After earning B.Sc. degree in physics in 1986 from
Imperial
College,
Hill earned a Ph.D. in physics from the Massachusetts Institute of
Technology in 1992. From there, he joined the Department of Physics,
Brookhaven National Laboratory, as a post-doc. He was promoted
through the ranks and received tenure in 1999. He was appointed
Group Leader of the X-ray Scattering Group in 2001.
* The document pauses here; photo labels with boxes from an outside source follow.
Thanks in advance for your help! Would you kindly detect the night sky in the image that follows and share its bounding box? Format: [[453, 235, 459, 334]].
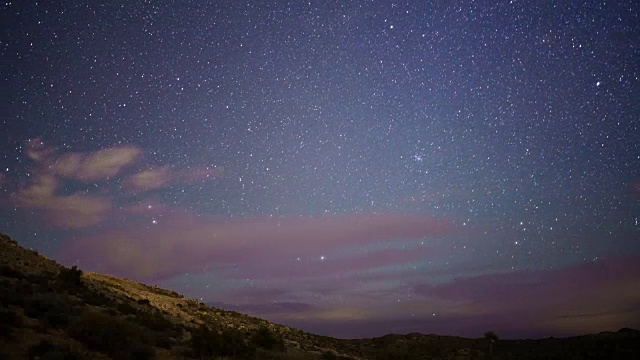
[[0, 0, 640, 338]]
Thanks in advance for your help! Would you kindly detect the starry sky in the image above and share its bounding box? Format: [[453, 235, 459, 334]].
[[0, 0, 640, 338]]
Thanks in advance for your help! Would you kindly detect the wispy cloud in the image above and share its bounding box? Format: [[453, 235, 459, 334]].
[[13, 175, 112, 229], [56, 211, 453, 280]]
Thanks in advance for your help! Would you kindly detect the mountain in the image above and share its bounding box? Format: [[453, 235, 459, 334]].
[[0, 234, 640, 360]]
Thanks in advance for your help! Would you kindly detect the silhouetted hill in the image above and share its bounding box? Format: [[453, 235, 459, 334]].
[[0, 234, 640, 359]]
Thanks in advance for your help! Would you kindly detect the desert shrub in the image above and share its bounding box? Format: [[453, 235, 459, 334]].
[[0, 308, 22, 338], [191, 326, 254, 359], [69, 312, 154, 360], [251, 326, 284, 351], [0, 282, 24, 306], [137, 299, 151, 305], [116, 301, 138, 315], [28, 339, 81, 360], [58, 265, 82, 288], [78, 288, 111, 306], [320, 351, 338, 360], [134, 311, 175, 331], [24, 294, 73, 329], [0, 265, 25, 279]]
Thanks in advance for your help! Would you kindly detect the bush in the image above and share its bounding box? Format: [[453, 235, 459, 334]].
[[24, 295, 73, 329], [58, 265, 82, 288], [251, 326, 284, 351], [191, 326, 255, 359], [116, 302, 138, 315], [0, 265, 25, 279], [69, 312, 154, 360], [0, 308, 22, 338], [28, 339, 81, 360]]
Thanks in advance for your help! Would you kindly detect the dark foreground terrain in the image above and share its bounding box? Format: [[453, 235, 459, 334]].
[[0, 234, 640, 360]]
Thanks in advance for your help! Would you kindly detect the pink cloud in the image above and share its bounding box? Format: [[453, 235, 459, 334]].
[[417, 256, 640, 335], [12, 175, 111, 229], [60, 209, 452, 280], [126, 166, 173, 191]]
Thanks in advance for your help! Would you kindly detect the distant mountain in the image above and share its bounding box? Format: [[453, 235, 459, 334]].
[[0, 234, 640, 360]]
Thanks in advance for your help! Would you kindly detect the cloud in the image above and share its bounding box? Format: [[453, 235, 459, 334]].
[[25, 138, 55, 162], [126, 166, 173, 191], [13, 175, 112, 229], [416, 256, 640, 336], [125, 166, 224, 191], [51, 146, 141, 181]]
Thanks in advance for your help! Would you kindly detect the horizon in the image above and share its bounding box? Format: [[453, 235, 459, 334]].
[[0, 0, 640, 339]]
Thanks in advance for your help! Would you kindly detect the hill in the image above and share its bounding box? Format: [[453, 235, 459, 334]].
[[0, 234, 640, 359]]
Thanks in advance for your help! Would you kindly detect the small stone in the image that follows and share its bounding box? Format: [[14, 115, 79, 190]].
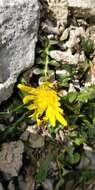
[[66, 26, 86, 49], [60, 28, 69, 41], [50, 50, 79, 65], [0, 141, 24, 178]]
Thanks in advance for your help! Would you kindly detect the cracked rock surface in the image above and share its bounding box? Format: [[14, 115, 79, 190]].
[[0, 0, 39, 103]]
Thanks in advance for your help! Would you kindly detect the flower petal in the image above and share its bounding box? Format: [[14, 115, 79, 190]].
[[23, 95, 35, 104], [46, 105, 56, 127]]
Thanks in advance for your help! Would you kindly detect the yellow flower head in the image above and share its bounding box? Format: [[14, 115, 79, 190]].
[[18, 82, 67, 126]]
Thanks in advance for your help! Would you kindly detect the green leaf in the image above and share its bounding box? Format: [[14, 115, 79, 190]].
[[36, 154, 52, 183]]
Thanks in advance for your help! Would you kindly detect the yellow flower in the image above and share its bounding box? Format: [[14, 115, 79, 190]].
[[18, 82, 67, 126]]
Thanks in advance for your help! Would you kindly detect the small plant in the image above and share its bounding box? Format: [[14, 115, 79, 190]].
[[81, 37, 95, 58]]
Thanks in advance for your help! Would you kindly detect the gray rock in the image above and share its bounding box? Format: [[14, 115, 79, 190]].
[[50, 50, 80, 65], [0, 0, 39, 103], [68, 0, 95, 21], [18, 164, 35, 190], [42, 0, 68, 34], [0, 141, 24, 179], [66, 26, 86, 49]]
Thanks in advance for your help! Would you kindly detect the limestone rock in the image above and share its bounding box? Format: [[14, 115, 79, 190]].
[[0, 141, 24, 178], [50, 50, 80, 65], [42, 0, 68, 34], [0, 0, 39, 103], [68, 0, 95, 21]]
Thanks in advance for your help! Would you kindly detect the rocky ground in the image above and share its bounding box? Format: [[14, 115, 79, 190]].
[[0, 0, 95, 190]]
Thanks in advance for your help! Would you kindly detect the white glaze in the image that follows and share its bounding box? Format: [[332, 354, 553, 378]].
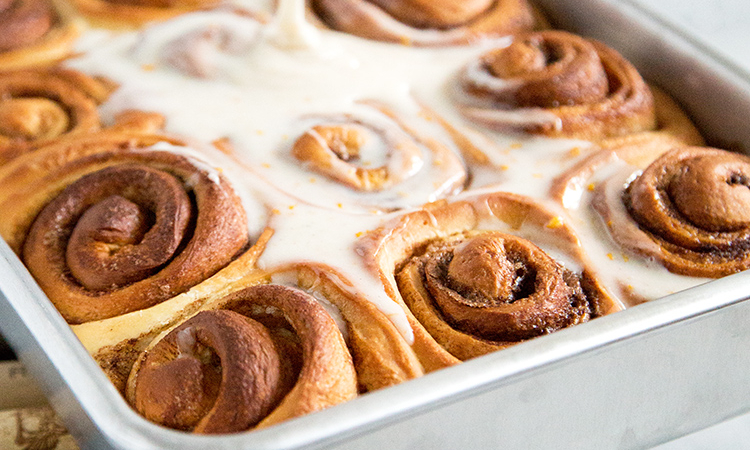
[[68, 0, 702, 340]]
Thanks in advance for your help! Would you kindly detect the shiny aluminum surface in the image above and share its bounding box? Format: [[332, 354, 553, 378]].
[[0, 0, 750, 450]]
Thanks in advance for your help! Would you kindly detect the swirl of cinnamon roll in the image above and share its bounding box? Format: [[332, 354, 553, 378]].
[[264, 263, 424, 392], [312, 0, 538, 46], [0, 134, 253, 323], [127, 285, 357, 433], [0, 0, 79, 70], [362, 193, 619, 370], [457, 30, 656, 140], [593, 147, 750, 278], [0, 68, 110, 163], [280, 105, 467, 210], [132, 9, 261, 79]]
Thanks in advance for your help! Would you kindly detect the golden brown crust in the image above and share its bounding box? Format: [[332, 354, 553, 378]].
[[0, 0, 81, 72], [270, 263, 424, 392], [457, 30, 656, 140], [312, 0, 538, 46], [0, 133, 253, 323], [68, 0, 221, 29], [280, 100, 468, 211], [128, 285, 357, 432], [360, 193, 619, 371], [76, 229, 273, 394], [0, 68, 110, 163], [604, 147, 750, 278]]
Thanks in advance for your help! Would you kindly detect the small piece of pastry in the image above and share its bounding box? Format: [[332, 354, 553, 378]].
[[456, 30, 656, 140]]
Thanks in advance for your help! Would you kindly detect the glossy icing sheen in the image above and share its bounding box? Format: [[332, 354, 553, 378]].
[[68, 0, 704, 338]]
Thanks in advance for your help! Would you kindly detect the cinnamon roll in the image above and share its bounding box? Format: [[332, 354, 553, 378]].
[[311, 0, 539, 46], [0, 133, 253, 323], [592, 147, 750, 278], [262, 102, 467, 211], [0, 68, 111, 163], [457, 30, 656, 140], [361, 193, 620, 370], [262, 263, 424, 392], [127, 285, 357, 433], [0, 0, 81, 71]]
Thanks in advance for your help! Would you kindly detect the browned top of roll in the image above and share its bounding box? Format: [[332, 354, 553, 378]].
[[0, 68, 109, 163], [128, 285, 357, 433], [312, 0, 536, 45], [457, 30, 656, 140], [0, 0, 57, 52], [14, 149, 248, 323], [622, 147, 750, 277], [72, 0, 221, 29], [412, 232, 592, 341]]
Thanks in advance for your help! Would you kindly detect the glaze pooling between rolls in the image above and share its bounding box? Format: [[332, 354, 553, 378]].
[[0, 0, 741, 440]]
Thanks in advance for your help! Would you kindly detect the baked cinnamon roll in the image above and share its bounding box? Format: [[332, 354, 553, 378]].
[[262, 102, 467, 211], [592, 147, 750, 278], [127, 285, 357, 433], [457, 30, 656, 140], [260, 263, 424, 393], [0, 0, 81, 71], [0, 133, 249, 323], [0, 68, 111, 163], [312, 0, 538, 46], [361, 193, 620, 370]]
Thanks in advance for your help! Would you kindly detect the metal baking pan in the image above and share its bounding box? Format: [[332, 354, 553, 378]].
[[0, 0, 750, 450]]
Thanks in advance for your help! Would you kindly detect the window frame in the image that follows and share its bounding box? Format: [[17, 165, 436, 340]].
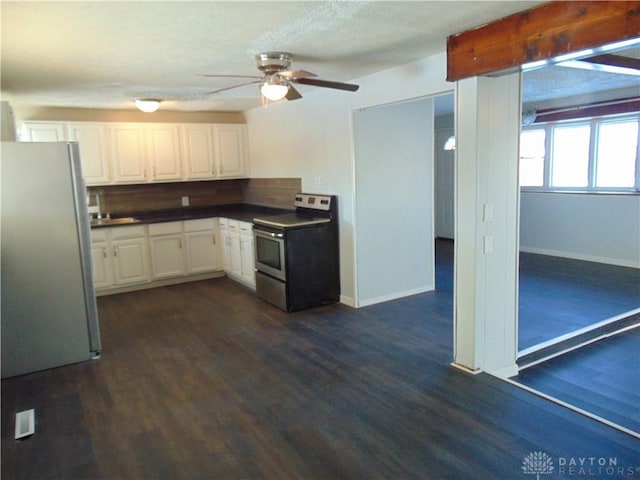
[[518, 112, 640, 195]]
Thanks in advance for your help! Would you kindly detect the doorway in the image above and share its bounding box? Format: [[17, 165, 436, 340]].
[[353, 98, 435, 306]]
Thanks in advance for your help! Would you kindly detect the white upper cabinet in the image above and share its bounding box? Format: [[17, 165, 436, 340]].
[[109, 123, 147, 183], [20, 121, 248, 185], [20, 122, 66, 142], [213, 124, 247, 178], [180, 123, 216, 180], [68, 123, 111, 185], [145, 123, 182, 181]]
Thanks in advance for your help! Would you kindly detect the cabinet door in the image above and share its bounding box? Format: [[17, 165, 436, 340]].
[[228, 232, 242, 278], [149, 235, 185, 279], [111, 238, 150, 285], [185, 230, 220, 273], [240, 235, 256, 287], [145, 125, 182, 181], [180, 124, 215, 179], [69, 123, 111, 185], [220, 229, 231, 273], [214, 124, 247, 178], [109, 124, 147, 183], [91, 242, 113, 289], [20, 122, 66, 142]]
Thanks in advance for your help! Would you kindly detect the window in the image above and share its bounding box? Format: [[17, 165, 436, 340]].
[[596, 120, 638, 188], [550, 125, 591, 187], [520, 128, 546, 187], [519, 114, 640, 191]]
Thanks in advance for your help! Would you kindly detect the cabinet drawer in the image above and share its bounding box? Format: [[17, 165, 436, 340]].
[[149, 222, 182, 236], [91, 228, 109, 242], [109, 225, 147, 240], [238, 222, 253, 235], [184, 218, 215, 232]]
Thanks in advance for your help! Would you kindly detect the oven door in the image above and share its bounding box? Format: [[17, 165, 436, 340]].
[[253, 225, 287, 282]]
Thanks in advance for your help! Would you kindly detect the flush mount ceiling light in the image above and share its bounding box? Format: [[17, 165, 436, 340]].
[[135, 98, 162, 113], [260, 75, 289, 102]]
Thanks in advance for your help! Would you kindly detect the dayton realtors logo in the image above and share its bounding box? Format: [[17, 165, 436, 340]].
[[521, 452, 640, 480], [522, 452, 554, 480]]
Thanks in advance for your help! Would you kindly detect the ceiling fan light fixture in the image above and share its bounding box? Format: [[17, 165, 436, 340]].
[[260, 75, 289, 102], [135, 98, 162, 113]]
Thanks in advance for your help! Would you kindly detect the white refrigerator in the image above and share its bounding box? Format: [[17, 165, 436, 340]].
[[0, 142, 101, 378]]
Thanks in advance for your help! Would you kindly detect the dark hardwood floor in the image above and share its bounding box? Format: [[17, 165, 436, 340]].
[[513, 327, 640, 435], [2, 279, 640, 479], [518, 253, 640, 350]]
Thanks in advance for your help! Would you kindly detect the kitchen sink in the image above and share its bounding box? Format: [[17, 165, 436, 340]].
[[91, 217, 140, 227]]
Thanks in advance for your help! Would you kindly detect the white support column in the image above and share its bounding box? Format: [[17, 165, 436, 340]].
[[454, 73, 521, 376]]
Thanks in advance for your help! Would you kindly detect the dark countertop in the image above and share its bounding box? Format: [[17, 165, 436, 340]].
[[91, 203, 294, 228]]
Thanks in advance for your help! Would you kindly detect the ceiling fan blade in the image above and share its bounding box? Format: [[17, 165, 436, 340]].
[[284, 84, 302, 100], [207, 78, 262, 95], [558, 54, 640, 75], [196, 73, 262, 78], [276, 70, 317, 80], [292, 78, 360, 92]]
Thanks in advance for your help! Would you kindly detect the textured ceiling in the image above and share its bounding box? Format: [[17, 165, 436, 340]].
[[0, 0, 629, 112]]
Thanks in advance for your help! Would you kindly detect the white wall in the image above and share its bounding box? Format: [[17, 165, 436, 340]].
[[246, 53, 454, 305], [520, 192, 640, 268], [353, 98, 435, 306]]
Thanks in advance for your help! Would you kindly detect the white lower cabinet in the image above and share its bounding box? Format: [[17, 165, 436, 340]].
[[184, 218, 220, 274], [91, 218, 255, 293], [220, 218, 256, 289], [240, 222, 256, 288], [149, 222, 186, 279], [91, 225, 151, 289], [91, 241, 113, 289]]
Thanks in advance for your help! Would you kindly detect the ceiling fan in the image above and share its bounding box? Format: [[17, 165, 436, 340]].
[[202, 52, 360, 101]]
He served on the NSLS UEC from 1999 to 2001, and from 2001 to 2007,
he was the Executive Director of IXS-CDT, a consortium that led the
design, construction and commissioning of an inelastic x-ray
scattering beamline at the Advanced Photon Source, utilizing funds
from the U.S. Department of Energy and the National Science
Foundation.
His research is presently focused on understanding the novel
electronic ground states and excitations in strongly correlated
electron systems using inelastic and resonant x-ray scattering
techniques. Hill was awarded the Presidential Early Career Award and
the DOE Young Independent Scientist Award in 1996 and was elected a
fellow of the APS in 2002.
In February 2006, he
was appointed Experimental Facilities Division Director for the
NSLS-II project, with responsibility for overseeing all aspects of
the design, construction and commissioning of the Experimental
Facilities, a scope of work that includes beamlines, the associated
R+D programs and the interaction with users.